Now I’ve known that I’m a celiac for over 40 years now,
and for the first 35 or so of those years, I could count, the number of GF
products out there that actually tasted like food and not like sawdust, I am
over-the-moon happy with the explosion of tasty GF products now available to us
so I don’t wanna do anything to knock that market, but hey!

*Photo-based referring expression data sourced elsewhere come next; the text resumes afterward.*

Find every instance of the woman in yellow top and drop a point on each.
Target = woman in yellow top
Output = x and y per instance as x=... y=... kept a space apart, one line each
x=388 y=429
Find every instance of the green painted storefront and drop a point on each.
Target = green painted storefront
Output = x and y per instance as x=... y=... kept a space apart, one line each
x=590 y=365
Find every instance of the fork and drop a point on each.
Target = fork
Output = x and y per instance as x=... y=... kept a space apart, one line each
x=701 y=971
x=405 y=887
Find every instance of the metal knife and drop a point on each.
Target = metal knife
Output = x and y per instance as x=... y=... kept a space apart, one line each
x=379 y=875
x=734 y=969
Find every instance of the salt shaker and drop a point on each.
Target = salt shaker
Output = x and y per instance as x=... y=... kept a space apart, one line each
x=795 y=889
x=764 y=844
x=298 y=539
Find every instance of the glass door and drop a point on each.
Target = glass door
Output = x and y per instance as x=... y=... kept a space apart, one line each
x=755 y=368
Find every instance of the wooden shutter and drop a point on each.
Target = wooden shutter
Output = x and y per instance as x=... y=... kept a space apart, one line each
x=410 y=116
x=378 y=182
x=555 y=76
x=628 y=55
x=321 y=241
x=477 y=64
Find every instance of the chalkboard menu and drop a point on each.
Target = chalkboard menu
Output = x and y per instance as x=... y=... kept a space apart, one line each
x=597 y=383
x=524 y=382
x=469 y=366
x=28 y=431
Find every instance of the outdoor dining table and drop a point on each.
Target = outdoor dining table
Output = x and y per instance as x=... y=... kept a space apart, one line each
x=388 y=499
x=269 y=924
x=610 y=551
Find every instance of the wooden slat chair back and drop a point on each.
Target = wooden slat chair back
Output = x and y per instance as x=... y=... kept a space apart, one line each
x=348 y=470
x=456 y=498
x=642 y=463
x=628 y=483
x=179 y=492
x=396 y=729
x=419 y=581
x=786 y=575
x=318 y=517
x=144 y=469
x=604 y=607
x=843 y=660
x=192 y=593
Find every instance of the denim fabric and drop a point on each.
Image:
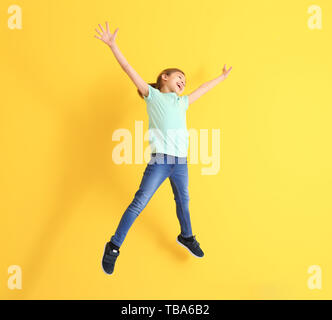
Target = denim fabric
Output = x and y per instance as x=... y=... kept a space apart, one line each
x=160 y=167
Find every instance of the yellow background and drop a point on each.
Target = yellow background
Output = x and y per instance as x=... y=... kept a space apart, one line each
x=262 y=221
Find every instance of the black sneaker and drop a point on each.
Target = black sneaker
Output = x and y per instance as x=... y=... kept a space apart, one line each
x=192 y=245
x=109 y=258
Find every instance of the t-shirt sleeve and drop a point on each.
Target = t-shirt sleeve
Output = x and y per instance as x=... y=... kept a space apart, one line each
x=152 y=93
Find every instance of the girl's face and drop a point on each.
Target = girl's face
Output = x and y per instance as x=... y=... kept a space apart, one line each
x=176 y=82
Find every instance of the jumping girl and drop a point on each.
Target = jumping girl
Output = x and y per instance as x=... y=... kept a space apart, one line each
x=168 y=139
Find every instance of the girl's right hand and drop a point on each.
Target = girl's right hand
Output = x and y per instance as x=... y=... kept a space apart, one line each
x=106 y=36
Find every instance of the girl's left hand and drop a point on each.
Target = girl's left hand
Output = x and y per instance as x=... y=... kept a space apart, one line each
x=226 y=72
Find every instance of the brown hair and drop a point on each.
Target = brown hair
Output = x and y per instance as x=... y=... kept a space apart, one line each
x=158 y=84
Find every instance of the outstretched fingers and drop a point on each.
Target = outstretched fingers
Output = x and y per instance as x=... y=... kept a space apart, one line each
x=101 y=28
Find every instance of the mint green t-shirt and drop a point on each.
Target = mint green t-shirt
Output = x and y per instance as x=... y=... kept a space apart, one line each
x=167 y=122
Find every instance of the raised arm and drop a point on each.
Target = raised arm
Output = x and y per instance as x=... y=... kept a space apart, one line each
x=205 y=87
x=109 y=39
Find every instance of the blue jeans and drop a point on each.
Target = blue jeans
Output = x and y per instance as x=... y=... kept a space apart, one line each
x=160 y=167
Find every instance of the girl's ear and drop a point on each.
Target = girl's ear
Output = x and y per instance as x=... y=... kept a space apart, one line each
x=164 y=76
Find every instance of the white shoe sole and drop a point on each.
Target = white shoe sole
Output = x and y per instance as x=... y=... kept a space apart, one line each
x=187 y=248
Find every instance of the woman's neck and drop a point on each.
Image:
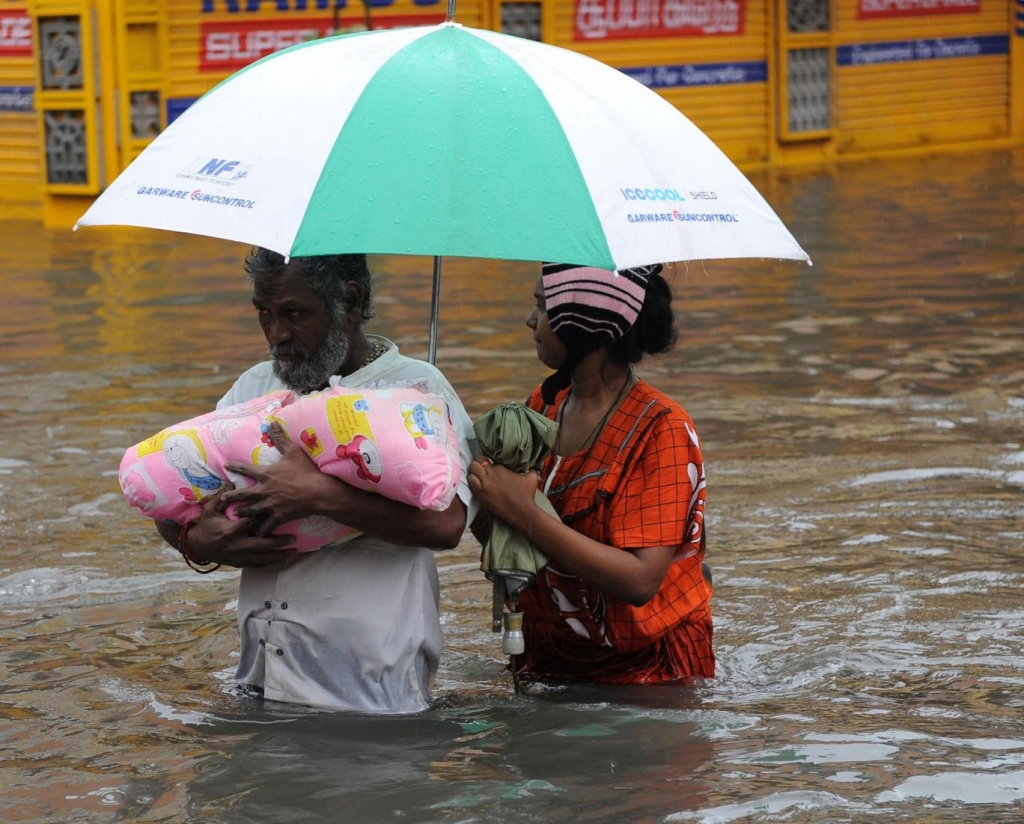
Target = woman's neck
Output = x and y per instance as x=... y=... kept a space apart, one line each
x=597 y=381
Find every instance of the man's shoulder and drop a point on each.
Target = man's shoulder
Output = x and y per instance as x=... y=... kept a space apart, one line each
x=253 y=383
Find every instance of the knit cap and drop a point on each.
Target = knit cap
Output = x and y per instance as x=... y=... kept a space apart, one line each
x=588 y=308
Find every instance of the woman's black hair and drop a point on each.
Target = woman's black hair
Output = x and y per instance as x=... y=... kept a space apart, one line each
x=326 y=274
x=654 y=332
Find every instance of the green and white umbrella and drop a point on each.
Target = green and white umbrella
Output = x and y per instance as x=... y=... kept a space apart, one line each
x=445 y=140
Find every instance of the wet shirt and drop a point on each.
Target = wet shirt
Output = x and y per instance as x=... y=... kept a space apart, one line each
x=640 y=484
x=353 y=626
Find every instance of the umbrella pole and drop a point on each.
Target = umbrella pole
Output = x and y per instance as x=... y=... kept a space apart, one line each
x=434 y=305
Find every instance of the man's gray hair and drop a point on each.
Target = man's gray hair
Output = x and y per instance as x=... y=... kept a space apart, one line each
x=326 y=274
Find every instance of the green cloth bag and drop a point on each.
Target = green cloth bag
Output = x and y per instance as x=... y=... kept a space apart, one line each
x=519 y=438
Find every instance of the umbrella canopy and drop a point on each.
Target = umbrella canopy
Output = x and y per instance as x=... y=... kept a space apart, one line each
x=445 y=140
x=519 y=438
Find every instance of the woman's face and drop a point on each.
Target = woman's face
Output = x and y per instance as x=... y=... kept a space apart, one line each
x=550 y=349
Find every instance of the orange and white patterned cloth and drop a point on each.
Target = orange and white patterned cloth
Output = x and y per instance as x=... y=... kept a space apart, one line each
x=641 y=484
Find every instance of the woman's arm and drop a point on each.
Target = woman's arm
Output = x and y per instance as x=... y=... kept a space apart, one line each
x=633 y=575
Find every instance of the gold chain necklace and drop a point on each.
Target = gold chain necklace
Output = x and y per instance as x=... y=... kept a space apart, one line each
x=592 y=437
x=375 y=353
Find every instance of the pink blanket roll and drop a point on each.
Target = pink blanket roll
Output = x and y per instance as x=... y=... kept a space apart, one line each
x=398 y=442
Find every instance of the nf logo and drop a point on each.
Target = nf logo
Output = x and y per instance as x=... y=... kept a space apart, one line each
x=216 y=167
x=214 y=170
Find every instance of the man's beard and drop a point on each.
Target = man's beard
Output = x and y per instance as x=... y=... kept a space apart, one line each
x=308 y=373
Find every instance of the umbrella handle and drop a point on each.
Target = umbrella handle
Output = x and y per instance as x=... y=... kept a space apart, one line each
x=434 y=305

There’s absolutely
no scientific basis to believe that GF products are “healthier” for anyone
besides celiacs (and maybe gluten-intolerant” people, too) than non-GF
products.
GF is just a label to warn off those allergic or sensitive
to the ingredients in that product.
Even more egregious, there’s absolutely no scientific
evidence to believe that adding anti-oxidants to a health-neutral or unhealthy
product (like soda pop, for example) is going to suddenly make that product
more healthy.
Bottom line: read the ingredients on something you want to
eat, don’t pay any attention to the labels.
And remember this, too: the more ingredients they add to
something (and the more labels they plaster on that something), the more likely
it is that the maker of that product is trying to get you to forget that that
products isn’t something you should be eating lots of in the first place.